Weeks of power blackouts and severe shortages of food, fuel and pharmaceuticals have brought widespread misery to Sri Lanka, which is suffering its worst downturn since independence in 1948.
The Sri Lanka Medical Association (SLMA) said all hospitals in the country no longer had access to imported medical tools and vital drugs.
Several facilities have already suspended routine surgeries since last month because they were dangerously low on anaesthetics, but the SLMA said that even emergency procedures might not be possible very soon.
“We are made to make very difficult choices. We have to decide who gets treatment and who will not,” the group said on Sunday, after releasing a letter it had sent President Gotabaya Rajapaksa days earlier to warn him of the situation. “If supplies are not restored within days, the casualties will be far worse than from the pandemic.”
Mounting public anger over the crisis has seen large protests calling for Rajapaksa’s resignation.
Thousands of people braved heavy rains to keep up a demonstration outside the leader’s seafront office in the capital of Colombo for a second day.
Business leaders joined calls for the president to step down on Saturday and said the island nation’s chronic fuel shortages had seen their operations haemorrhage cash.
Rajapaksa’s government is seeking an International Monetary Fund (IMF) bailout to help extricate Sri Lanka from the crisis, which has seen skyrocketing food prices and the local currency collapse in value by a third in the past month.
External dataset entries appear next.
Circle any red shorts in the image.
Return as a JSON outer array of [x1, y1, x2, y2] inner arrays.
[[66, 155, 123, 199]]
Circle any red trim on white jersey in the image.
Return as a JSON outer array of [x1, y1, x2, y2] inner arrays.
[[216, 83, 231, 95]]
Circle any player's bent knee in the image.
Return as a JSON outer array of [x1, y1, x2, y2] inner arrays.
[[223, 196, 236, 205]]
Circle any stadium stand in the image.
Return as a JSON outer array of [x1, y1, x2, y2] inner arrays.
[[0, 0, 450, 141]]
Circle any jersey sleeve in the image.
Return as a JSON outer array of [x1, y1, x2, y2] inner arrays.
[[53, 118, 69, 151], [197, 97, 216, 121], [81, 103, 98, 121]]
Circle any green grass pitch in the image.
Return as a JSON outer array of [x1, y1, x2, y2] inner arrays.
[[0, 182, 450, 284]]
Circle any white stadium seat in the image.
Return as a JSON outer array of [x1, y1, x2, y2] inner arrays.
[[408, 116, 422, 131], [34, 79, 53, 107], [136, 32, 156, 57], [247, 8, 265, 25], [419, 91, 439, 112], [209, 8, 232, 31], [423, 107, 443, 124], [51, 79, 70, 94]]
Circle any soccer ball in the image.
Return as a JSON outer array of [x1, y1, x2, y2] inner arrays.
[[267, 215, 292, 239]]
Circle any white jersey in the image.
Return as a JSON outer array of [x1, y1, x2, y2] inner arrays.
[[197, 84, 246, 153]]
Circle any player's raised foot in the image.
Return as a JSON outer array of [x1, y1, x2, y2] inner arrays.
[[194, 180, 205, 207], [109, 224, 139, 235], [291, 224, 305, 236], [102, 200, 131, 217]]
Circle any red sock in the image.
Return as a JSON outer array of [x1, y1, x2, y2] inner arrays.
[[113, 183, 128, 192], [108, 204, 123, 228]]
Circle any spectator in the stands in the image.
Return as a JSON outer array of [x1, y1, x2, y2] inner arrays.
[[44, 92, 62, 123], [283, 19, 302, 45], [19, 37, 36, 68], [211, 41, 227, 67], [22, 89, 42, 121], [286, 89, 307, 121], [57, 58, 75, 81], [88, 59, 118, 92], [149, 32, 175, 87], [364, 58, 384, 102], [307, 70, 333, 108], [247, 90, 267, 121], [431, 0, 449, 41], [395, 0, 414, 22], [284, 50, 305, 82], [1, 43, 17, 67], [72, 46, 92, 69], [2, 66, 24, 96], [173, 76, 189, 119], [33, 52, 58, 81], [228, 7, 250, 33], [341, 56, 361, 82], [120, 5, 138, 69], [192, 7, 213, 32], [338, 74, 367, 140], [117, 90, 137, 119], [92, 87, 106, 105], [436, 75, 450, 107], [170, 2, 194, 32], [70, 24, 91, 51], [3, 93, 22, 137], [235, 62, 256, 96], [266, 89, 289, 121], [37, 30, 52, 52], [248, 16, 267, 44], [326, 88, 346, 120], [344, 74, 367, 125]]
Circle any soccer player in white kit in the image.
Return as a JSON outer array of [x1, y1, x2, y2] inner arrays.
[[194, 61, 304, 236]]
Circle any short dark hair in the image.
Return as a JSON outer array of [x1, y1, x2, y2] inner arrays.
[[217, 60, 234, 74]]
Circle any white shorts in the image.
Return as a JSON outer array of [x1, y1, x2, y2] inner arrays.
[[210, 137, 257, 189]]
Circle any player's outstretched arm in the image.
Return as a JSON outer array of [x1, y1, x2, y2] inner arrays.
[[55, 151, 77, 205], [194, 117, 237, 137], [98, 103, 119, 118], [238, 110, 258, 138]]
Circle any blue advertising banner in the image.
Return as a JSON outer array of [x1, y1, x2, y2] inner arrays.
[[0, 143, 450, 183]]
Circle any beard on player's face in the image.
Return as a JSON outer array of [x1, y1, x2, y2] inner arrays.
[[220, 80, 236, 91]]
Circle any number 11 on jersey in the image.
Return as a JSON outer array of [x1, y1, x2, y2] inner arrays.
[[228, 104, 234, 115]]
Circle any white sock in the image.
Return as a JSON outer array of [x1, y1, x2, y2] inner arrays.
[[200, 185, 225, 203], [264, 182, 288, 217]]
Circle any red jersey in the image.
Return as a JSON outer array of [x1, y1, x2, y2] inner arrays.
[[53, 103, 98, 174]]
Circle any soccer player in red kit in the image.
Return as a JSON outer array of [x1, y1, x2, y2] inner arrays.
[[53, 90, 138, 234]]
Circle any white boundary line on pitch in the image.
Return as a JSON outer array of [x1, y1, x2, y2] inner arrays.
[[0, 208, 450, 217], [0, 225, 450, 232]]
Finance ministry officials have said sovereign bond-holders and other creditors may have to take a haircut as Colombo seeks to restructure its debt.
The new finance minister, Ali Sabry, told parliament on Friday that he expected $3bn from the IMF to support the island’s balance of payments in the next three years.
A critical lack of foreign currency has left Sri Lanka struggling to service its ballooning $51bn foreign debt, with the pandemic torpedoing vital revenue from tourism and remittances.
Economists say Sri Lanka’s crisis has been exacerbated by government mismanagement, years of accumulated borrowing and ill-advised tax cuts.